Real-Time Payments - UPI
  • Mobile wallets are now facing competition from the Unified Payments Interface (UPI) available to customers through mobile apps and is also being used for high-frequency, low-value real-time payment transactions. 
  • Although mobile wallet transactions have now passed their demonetisation high (Q1 2017) of 320M transactions, UPI transactions are growing much faster, having increased from 2M in December 2016 to over 482M in Oct 2018.  
  • Although UPI payments were originally used primarily for high-frequency, low-value payments, the monthly UPI transaction value is gaining on the monthly transaction value of credit and debit card payments at the POS in India. 
  • Bankers and other payments industry stakeholders attending Digital Payments South Asia 2018 were generally of the opinion that UPI payments are likely to overtake other traditional e-payment modes in the next 3-5 years. 

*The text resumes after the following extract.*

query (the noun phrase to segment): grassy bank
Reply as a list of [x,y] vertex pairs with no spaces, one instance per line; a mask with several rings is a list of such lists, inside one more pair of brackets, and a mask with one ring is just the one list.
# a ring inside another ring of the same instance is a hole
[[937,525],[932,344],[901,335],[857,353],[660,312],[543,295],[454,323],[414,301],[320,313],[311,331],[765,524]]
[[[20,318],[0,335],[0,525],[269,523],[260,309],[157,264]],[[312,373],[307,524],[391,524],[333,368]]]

  • UPI 2.0 includes new features designed to support consumer to merchant payments and accelerate retail UPI payment transactions. These include One-Time Block Mandate, Invoice in the Inbox, Signed QR and Deferred Payments via Overdraft. 

Financial Inclusion
  • The Government of India Direct Benefits Transfer (DBT) is designed to improve public service delivery by ensuring efficient, transparent and targeted delivery of government subsidies, benefits and services to beneficiaries.

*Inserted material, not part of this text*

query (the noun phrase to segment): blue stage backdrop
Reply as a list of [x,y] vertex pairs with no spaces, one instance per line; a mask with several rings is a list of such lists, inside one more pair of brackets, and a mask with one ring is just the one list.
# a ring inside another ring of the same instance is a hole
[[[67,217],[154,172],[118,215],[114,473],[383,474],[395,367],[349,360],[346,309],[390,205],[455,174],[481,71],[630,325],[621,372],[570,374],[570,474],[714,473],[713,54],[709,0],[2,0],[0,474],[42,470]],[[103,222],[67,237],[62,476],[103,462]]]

  • Over 434 schemes of 56 central government ministries and 3,405 state government schemes are part of the DBT platform which has over 1.27 billion beneficiaries. Over 5 trillion Rupees has been transferred through DBT since inception.  
  • The DBT platform uses the Aadhaar identity scheme to enable targeted beneficiary identification through authentication and de-duplication. Aadhaar also supports the financial addressing and facilitates seamless financial transaction. 

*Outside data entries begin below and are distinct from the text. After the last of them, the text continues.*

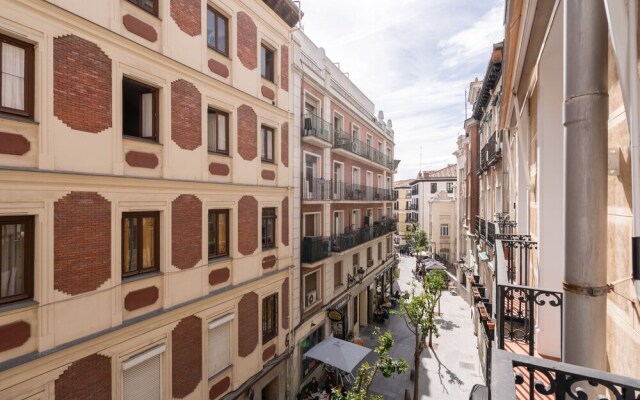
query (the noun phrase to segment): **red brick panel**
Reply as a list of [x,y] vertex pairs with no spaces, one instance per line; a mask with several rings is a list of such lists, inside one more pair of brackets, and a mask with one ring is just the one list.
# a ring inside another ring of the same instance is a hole
[[158,32],[156,32],[153,26],[139,20],[131,14],[122,17],[122,25],[124,25],[129,32],[150,42],[158,40]]
[[289,91],[289,47],[284,44],[280,47],[280,87]]
[[229,166],[227,164],[211,163],[209,164],[209,172],[211,175],[229,175]]
[[111,127],[111,59],[75,35],[53,39],[53,114],[68,127],[98,133]]
[[56,399],[110,400],[111,358],[100,354],[74,361],[55,382]]
[[171,0],[171,18],[178,28],[189,36],[198,36],[200,27],[200,0]]
[[282,244],[285,246],[289,245],[289,198],[285,197],[282,199],[282,234],[280,237],[282,238]]
[[276,344],[272,344],[262,351],[262,361],[267,361],[276,354]]
[[[198,12],[200,15],[200,12]],[[183,150],[202,144],[202,96],[191,82],[171,82],[171,140]]]
[[228,376],[220,380],[220,382],[216,382],[216,384],[211,386],[211,389],[209,389],[209,400],[215,400],[222,396],[227,390],[229,390],[230,386],[231,379]]
[[245,256],[258,248],[258,201],[243,196],[238,202],[238,251]]
[[209,285],[214,286],[225,283],[229,280],[229,276],[231,276],[229,268],[215,269],[209,272]]
[[128,151],[124,159],[132,167],[155,169],[158,166],[158,157],[153,153],[142,151]]
[[238,58],[250,70],[258,67],[258,28],[245,12],[238,13]]
[[258,345],[258,295],[254,292],[242,296],[238,303],[238,326],[242,334],[238,335],[238,355],[247,357]]
[[0,352],[20,347],[31,337],[31,325],[16,321],[0,326]]
[[22,135],[0,132],[0,153],[21,156],[31,150],[31,143]]
[[138,308],[150,306],[158,301],[159,295],[160,291],[155,286],[134,290],[124,297],[124,308],[127,311],[133,311]]
[[289,123],[285,122],[280,127],[280,158],[282,165],[289,166]]
[[195,267],[202,259],[202,202],[181,194],[171,202],[171,264]]
[[220,75],[223,78],[229,77],[229,68],[221,62],[218,62],[214,59],[209,60],[209,69],[214,74]]
[[247,161],[258,156],[258,116],[246,104],[238,107],[238,154]]
[[282,293],[280,294],[280,302],[282,310],[282,329],[289,329],[289,278],[285,278],[282,282]]
[[171,332],[173,397],[185,398],[202,378],[202,320],[183,318]]
[[54,288],[77,295],[111,277],[111,203],[98,193],[71,192],[53,206]]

  • Payment of funds to the beneficiary accounts is done through the Aadhaar Payments Bridge (APB) while last mile access to the funds by the beneficiary is done using the Aadhaar-enabled Payment System (AePS) and micro-ATMs, post offices etc. 

Contactless Payments in Retail and Transport 
  • India’s Ministry of Finance has requested all banks to issue all new cards as contactless cards, but there is no similar directive on contactless retail acceptance and no industry collaboration to drive a transition to contactless payments. 
  • The Government of India has now put its weight firmly behind the National Common Mobility Card (NCMC) initiative and the local standard supporting EMV contactless payment cards with a stored value facility for off-line payments in transit. 
  • With the government focused on driving the NCMC standard for transport payments, even the international payment schemes are now developing unique-for-India contactless card payment products to support NCMC.
  • Some transport authorities have also implemented QR code payments. The most innovative scheme so far is Mumbai Metro One which allows QR codes to be used for single journeys, return journeys, stored value and multiple trip passes.

Next Generation Cards
  • Next-generation cards, sometimes referred to as powered cards, now include mature products such as display cards (OTP), dynamic code verification cards, biometric cards and cards with aesthetic features and indicators.
  • Dynamic code verification (DCVx) card solutions offer an additional layer of security for card-not-present (CNP) transactions with an unchanged online checkout process that requires no changes for customers and merchants. 
  • Biometric smart cards have momentum and may overtake the initial launches of DCVx card products to become the first mainstream next-generation card solution, due to a strong business case for biometric EMV contactless payment cards.